First off, there seems to be some confusion about what region of the world, exactly, is the focus of this article: Is it the continent of Africa, as suggested by the headline? Or is it just sub-Saharan Africa, from the subtitle (Why Sub-Saharan Africa is the New Investment Hotspot)? Perhaps it’s West Africa, as the editor-in-chief suggests in his introduction to the fall issue. The cover shows the beaded anklet and dark foot of a Maasai — so maybe the locus is Kenya (which, for the record, is in East Africa)? The photo accompanying the feature was of grassland, zebras, sun and more grass. The connection between the grazing zebras and foreign investment in Africa is tenuous at best. Why not show an image of a city or town, wherein there are human people? Are the zebras buying things?
This piece is not about Africans or local economies. There is no mention of any African individuals or their contributions to the global economy. Corruption, economic underdevelopment and the lack or high cost of infrastructure are not listed as concerns because of how they affect African citizens, but because they make it a “nightmare for individuals and corporations looking to generate high returns on investments.” More than anything, I find it disheartening to see that this exploitative mindset is being presented as a legitimate way to interact with the world.
The countries leading this renewed investment in Africa are “not Western countries with a history of providing aid and development,” the article states, but Asian nations, particularly China. Here I am struck by the word “history.” How far back does this history of aid and development stretch, and how do those few decades of humanitarian aid compare with the centuries of exploitation that these same Western countries inflicted on Africa? This article identifies the 1970s as the time when the potential investing value, and “uncertainty,” of Africa first emerged. This decade was, not coincidently, the one that followed the independence of most African countries from Britain, France, Belgium and Portugal in the 1950s and 60s — and yet, this continent can be reduced to “a region just entering the globalized world.” Africa’s unpalatability to investors could thus be attributed to the reluctance of imperial, Western powers to invest in lands and people they used to dominate. Much of the continent’s political troubles today can be traced to this bitter transition into nationhood.
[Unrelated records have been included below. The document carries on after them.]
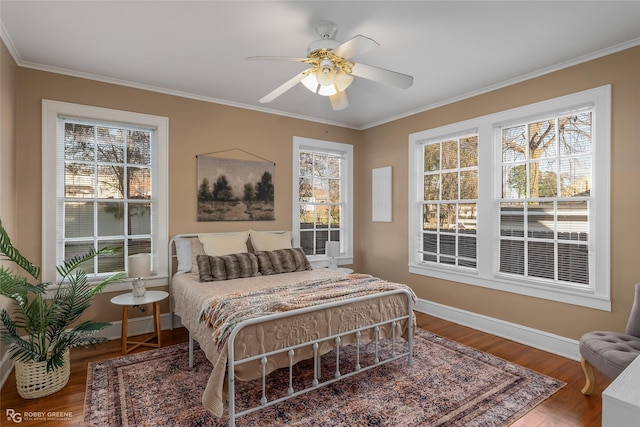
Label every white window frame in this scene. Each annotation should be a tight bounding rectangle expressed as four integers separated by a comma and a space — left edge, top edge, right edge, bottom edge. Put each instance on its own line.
291, 136, 353, 267
42, 99, 169, 292
408, 85, 611, 311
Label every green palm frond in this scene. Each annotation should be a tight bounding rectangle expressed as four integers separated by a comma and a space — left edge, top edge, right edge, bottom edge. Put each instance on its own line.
0, 221, 124, 370
0, 219, 40, 280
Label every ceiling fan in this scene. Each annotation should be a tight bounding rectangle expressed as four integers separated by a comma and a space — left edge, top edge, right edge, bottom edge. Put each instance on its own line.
246, 21, 413, 111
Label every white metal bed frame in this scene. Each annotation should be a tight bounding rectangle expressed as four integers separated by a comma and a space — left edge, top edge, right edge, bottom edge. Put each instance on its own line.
169, 234, 414, 427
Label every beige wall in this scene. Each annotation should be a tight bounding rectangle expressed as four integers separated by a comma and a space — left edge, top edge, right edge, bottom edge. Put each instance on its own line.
0, 41, 18, 364
356, 47, 640, 339
17, 68, 362, 321
2, 44, 640, 339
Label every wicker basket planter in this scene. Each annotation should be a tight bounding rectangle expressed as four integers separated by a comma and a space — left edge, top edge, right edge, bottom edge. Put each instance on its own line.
15, 349, 71, 399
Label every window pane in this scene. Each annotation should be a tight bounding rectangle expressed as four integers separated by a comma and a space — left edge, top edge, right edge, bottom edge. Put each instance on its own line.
424, 144, 440, 172
328, 179, 340, 203
528, 241, 555, 279
96, 127, 124, 163
500, 240, 524, 275
529, 160, 558, 198
559, 111, 592, 156
127, 130, 151, 165
127, 167, 151, 199
98, 240, 125, 273
64, 202, 93, 238
460, 135, 478, 168
527, 202, 556, 239
502, 164, 527, 199
316, 205, 329, 228
558, 244, 589, 285
97, 202, 124, 236
442, 140, 458, 170
440, 172, 458, 200
64, 240, 95, 275
128, 203, 151, 235
558, 201, 589, 242
424, 175, 440, 200
422, 204, 438, 231
500, 203, 524, 237
97, 166, 124, 199
329, 205, 340, 228
458, 203, 478, 234
440, 234, 456, 256
560, 156, 591, 197
460, 170, 478, 200
440, 203, 457, 230
64, 163, 95, 198
529, 120, 558, 159
502, 125, 527, 163
64, 123, 95, 161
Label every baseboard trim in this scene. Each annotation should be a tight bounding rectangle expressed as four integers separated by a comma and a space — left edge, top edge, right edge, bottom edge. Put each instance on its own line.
414, 299, 580, 361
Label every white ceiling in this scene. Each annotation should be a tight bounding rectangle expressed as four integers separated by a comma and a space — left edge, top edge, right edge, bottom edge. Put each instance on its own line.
0, 0, 640, 129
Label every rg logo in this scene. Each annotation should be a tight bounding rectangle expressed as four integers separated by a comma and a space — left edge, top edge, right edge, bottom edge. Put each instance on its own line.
6, 408, 22, 423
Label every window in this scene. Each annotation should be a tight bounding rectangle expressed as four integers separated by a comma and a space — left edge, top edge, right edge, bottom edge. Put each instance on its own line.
409, 86, 611, 310
292, 137, 353, 264
420, 134, 478, 268
43, 100, 168, 288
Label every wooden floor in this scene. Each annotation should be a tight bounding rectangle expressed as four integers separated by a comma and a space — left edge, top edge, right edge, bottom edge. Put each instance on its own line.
0, 313, 610, 427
Asian investment in Africa does not diminish the implicit neo-imperialism.
The article’s blindness to the human cost borne by Africans during investment is exemplified in the brief mention that “Nestlé [has] always had a presence in Africa,” which fails to explain how controversial this presence was: A boycott of Nestlé was launched in 1977 for its harmful marketing of baby formula in poor, underdeveloped countries (including several in Africa). A report from just last year concludes that Nestlé continues to violate WHO’s code for marketing breast milk substitutes, and estimates that “95 babies could be saved every hour … if new mothers across the world breast-fed immediately after giving birth.” By viewing mothers, African or otherwise, as simply a new, untapped market and potential source of wealth, the Swiss company has likely contributed to the deaths and worsened health conditions of thousands of children around the world.
Articles like the cover of this issue of the Yale Economic Review suggest that economics is a discipline seriously lacking in a sense of moral responsibility and historical context. Might we be looking at a fundamental failing in elite education? In the past year, about 17 percent of graduating seniors at Harvard, Yale and Princeton had some kind of economics concentration. Are we seriously graduating hundreds of students each year who will go into the fields of finance, business and consulting without any consideration of critical race theory and the complex histories that have disenfranchised whole populations around the world? We can’t prevent history from repeating itself when we fail to acknowledge that colonial and imperialist ideologies, like the ones perpetuated in this article, are what have brought us to the world that we live in today.